A partir de 10 de abril de 2026, Portugal inaugura uma nova era na gestão de resíduos com a introdução oficial do Sistema Voltao mecanismo nacional de depósito e reembolso para embalagens de bebidas. Esta iniciativa visa aumentar drasticamente as taxas de reciclagem no país, impondo um depósito de segurança obrigatório de dez cêntimos por cada garrafa ou lata de utilização única, valor que será devolvido ao consumidor assim que a embalagem vazia for devolvida.
O que é e quando entra em vigor Sistema Volta?
O mecanismo foi criado para responder a uma necessidade ambiental urgente. Comecemos por afirmar que estamos num país, Portugal, que consome cerca de 2,1 mil milhões de embalagens por ano. Continuamos a esclarecer que as metas europeias de reciclagem não foram cumpridas durante décadas. O Sistema Volta funciona como um incentivo económico direto para levar os cidadãos a práticas de economia circular mais eficazes. O lançamento oficial está previsto para 10 de abril de 2026, data a partir da qual os produtos marcados com a nova marca identificadora começarão a aparecer nas prateleiras.
No entanto, há um período de transição de quatro meses, que termina em 9 de agosto. Nessa fase, embalagens com e sem logo Volta coexistirão nos supermercados. É fundamental que o consumidor fique atento: o reembolso só poderá ser solicitado para embalagens que contenham o símbolo, pois somente estas terão o depósito de dez centavos aplicado no ato do pagamento no checkout. Leonardo Mathias, presidente da SDR Portugal (entidade gestora do sistema), alertou que não adianta guardar garrafas compradas antes de 10 de abril, pois não serão aceites pelas máquinas.

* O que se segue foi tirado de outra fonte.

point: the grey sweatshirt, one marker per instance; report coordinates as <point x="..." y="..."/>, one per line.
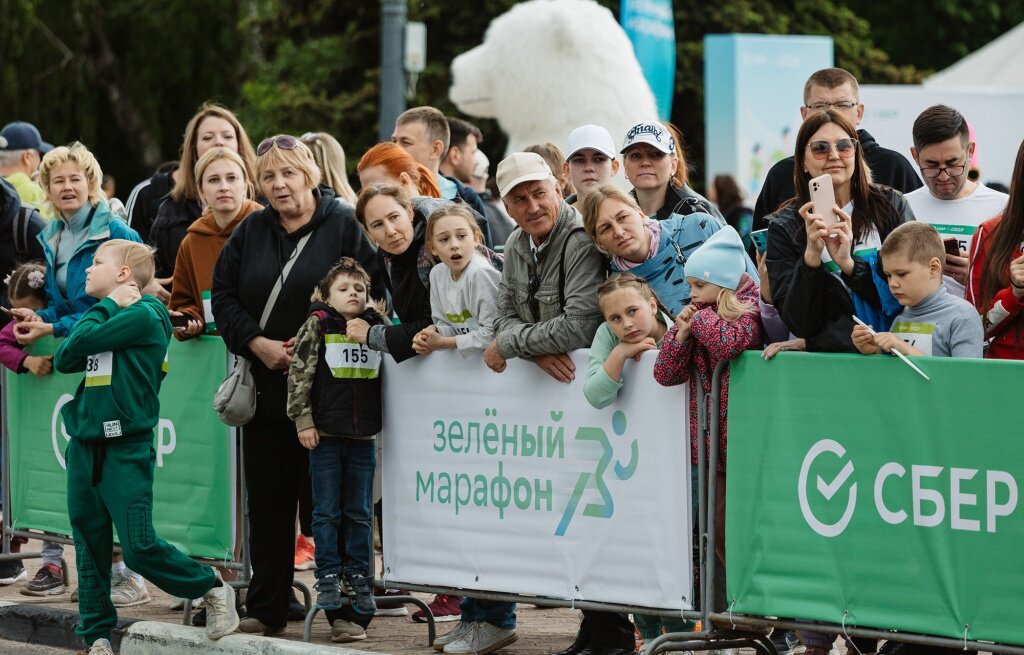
<point x="465" y="308"/>
<point x="942" y="325"/>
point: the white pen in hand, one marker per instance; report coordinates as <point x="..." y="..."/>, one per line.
<point x="895" y="352"/>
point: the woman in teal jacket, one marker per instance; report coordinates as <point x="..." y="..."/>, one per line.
<point x="71" y="177"/>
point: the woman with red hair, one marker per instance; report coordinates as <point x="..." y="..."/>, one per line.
<point x="386" y="163"/>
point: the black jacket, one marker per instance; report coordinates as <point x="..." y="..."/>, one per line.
<point x="344" y="406"/>
<point x="10" y="207"/>
<point x="684" y="201"/>
<point x="169" y="229"/>
<point x="250" y="264"/>
<point x="408" y="279"/>
<point x="888" y="168"/>
<point x="812" y="302"/>
<point x="143" y="204"/>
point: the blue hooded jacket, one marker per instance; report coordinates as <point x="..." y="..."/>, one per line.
<point x="64" y="310"/>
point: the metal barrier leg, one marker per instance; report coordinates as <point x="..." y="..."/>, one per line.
<point x="307" y="626"/>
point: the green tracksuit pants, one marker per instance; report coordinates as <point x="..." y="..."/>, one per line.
<point x="110" y="484"/>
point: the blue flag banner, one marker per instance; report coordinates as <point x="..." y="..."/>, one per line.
<point x="651" y="28"/>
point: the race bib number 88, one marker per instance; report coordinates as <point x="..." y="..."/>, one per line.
<point x="99" y="369"/>
<point x="350" y="359"/>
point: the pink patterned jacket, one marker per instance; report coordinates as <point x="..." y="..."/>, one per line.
<point x="713" y="340"/>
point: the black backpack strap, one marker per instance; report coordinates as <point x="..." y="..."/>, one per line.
<point x="20" y="228"/>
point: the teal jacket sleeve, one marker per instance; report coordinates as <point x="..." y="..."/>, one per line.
<point x="601" y="390"/>
<point x="104" y="326"/>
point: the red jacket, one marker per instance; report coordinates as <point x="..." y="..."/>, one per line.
<point x="1003" y="319"/>
<point x="713" y="340"/>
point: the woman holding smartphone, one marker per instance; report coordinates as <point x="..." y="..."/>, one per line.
<point x="818" y="257"/>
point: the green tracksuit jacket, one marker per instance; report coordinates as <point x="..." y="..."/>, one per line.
<point x="122" y="352"/>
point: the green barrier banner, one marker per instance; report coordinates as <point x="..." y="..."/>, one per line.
<point x="859" y="492"/>
<point x="194" y="492"/>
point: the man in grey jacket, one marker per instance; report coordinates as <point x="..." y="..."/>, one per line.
<point x="547" y="301"/>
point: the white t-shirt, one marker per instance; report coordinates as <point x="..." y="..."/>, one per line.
<point x="957" y="218"/>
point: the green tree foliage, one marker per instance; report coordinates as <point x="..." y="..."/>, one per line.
<point x="124" y="76"/>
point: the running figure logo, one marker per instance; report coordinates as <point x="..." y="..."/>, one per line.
<point x="606" y="507"/>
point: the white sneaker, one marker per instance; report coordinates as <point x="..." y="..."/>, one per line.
<point x="221" y="615"/>
<point x="100" y="647"/>
<point x="127" y="592"/>
<point x="483" y="639"/>
<point x="345" y="631"/>
<point x="460" y="630"/>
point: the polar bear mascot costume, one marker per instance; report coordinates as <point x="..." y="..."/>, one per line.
<point x="547" y="67"/>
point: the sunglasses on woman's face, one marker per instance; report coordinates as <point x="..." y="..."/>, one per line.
<point x="844" y="147"/>
<point x="284" y="142"/>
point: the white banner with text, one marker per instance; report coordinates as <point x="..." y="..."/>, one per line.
<point x="512" y="482"/>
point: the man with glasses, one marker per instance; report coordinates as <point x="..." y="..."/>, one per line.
<point x="950" y="202"/>
<point x="836" y="89"/>
<point x="22" y="149"/>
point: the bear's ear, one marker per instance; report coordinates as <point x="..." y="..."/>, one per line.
<point x="569" y="33"/>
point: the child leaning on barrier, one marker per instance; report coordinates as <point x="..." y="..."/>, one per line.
<point x="121" y="345"/>
<point x="463" y="287"/>
<point x="26" y="289"/>
<point x="334" y="397"/>
<point x="933" y="321"/>
<point x="720" y="322"/>
<point x="634" y="322"/>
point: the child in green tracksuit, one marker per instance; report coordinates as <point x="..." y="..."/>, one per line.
<point x="121" y="345"/>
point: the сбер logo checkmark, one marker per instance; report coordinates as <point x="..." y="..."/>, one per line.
<point x="826" y="489"/>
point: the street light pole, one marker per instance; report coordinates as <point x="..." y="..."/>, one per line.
<point x="392" y="97"/>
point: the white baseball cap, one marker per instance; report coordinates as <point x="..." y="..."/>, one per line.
<point x="590" y="136"/>
<point x="653" y="133"/>
<point x="518" y="168"/>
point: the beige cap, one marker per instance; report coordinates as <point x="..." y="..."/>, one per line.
<point x="518" y="168"/>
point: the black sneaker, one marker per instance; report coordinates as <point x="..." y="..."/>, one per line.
<point x="11" y="571"/>
<point x="363" y="594"/>
<point x="296" y="610"/>
<point x="785" y="643"/>
<point x="48" y="581"/>
<point x="328" y="593"/>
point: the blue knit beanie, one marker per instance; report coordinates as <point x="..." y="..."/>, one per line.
<point x="720" y="260"/>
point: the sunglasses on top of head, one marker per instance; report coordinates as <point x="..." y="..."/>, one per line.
<point x="285" y="142"/>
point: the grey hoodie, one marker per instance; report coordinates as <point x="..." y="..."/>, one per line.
<point x="541" y="318"/>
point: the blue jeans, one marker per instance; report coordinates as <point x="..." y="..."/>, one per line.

Regras e reembolsos: os detalhes de Sistema Volta
A operação é simples, mas rigorosa. Por cada embalagem adequada adquirida, o consumidor paga uma caução fixa de 10 cêntimos (não sujeita a IVA). Para recuperar este valor, o cidadão deverá dirigir-se a um dos mais de 2.000 pontos de recolha distribuídos por todo o território nacional. A rede inclui cerca de 2.500 máquinas de venda automática localizadas em supermercados e hipermercados, bem como 48 quiosques específicos localizados em 36 municípios do continente e arquipélagos.
Uma vez inserido o recipiente na máquina, o sistema escaneia a embalagem verificando a presença do símbolo e a legibilidade do código de barras. Se os requisitos forem atendidos, a máquina emite um recibo correspondente ao valor total acumulado, que pode ser usado como desconto em gastos ou sacado. O ambicioso objetivo do governo português é atingir uma taxa de recolha de 90% até 2029, alinhando-se com os melhores padrões europeus.
Requisitos técnicos: quais garrafas os colecionadores aceitam?
Nem todos os contentores podem ser incluídos no circuito de reembolso. O Sistema Volta aceita apenas garrafas e latas de plástico ou metal (incluindo aço e alumínio) com capacidade máxima de três litros. Porém, existem condições obrigatórias para a entrega: a embalagem deve estar vazia, intacta e não deformada. As máquinas automáticas rejeitarão sistematicamente garrafas esmagadas ou amassadas, pois a deformação impossibilitaria a leitura do código de barras e a verificação dos critérios de conformidade.
Quando se trata de logística de entrega, os quiosques automatizados processam um contêiner por vez. No entanto, vários contêineres podem ser retornados por sessão. Em breve entrarão em operação pontos de coleta equipados para atender volumes maiores simultaneamente.
Tal como acontece com todos os novos desenvolvimentos, já estava previsto que as primeiras semanas pudessem ser caracterizadas por dúvidas e pequenos inconvenientes técnicos, mas a organização sublinha como este período de adaptação é uma etapa obrigatória na construção de um sistema desta envergadura.
As grandes exclusões: por que faltam vidro e papelão?
Apesar do entusiasmo pelo lançamento, o novo mecanismo suscitou alguma controvérsia entre grupos ambientalistas. Com efeito, estão excluídas da caução as embalagens de vidro, os recipientes do tipo ECAL (como os Tetra Paks para leite ou sumo) e todos os produtos que contenham mais de 25% de leite. A associação Zero, através da sua vice-presidente Susana Fonseca, lamentou a exclusão do vidro, atribuindo a escolha à pressão exercida pela grande distribuição devido ao peso e complexidade logística do material.
Neste momento, a indústria do vidro permanece sob um regime de auto-regulação, com o compromisso de envidar todos os esforços para alcançar os objectivos europeus de forma independente. No entanto, esta decisão política não é definitiva: a atual estrutura do sistema será sujeita a uma revisão completa em 2027, ano em que se avaliará se serão incluídos também os materiais atualmente excluídos para tornar a recolha seletiva de resíduos ainda mais generalizada e eficaz.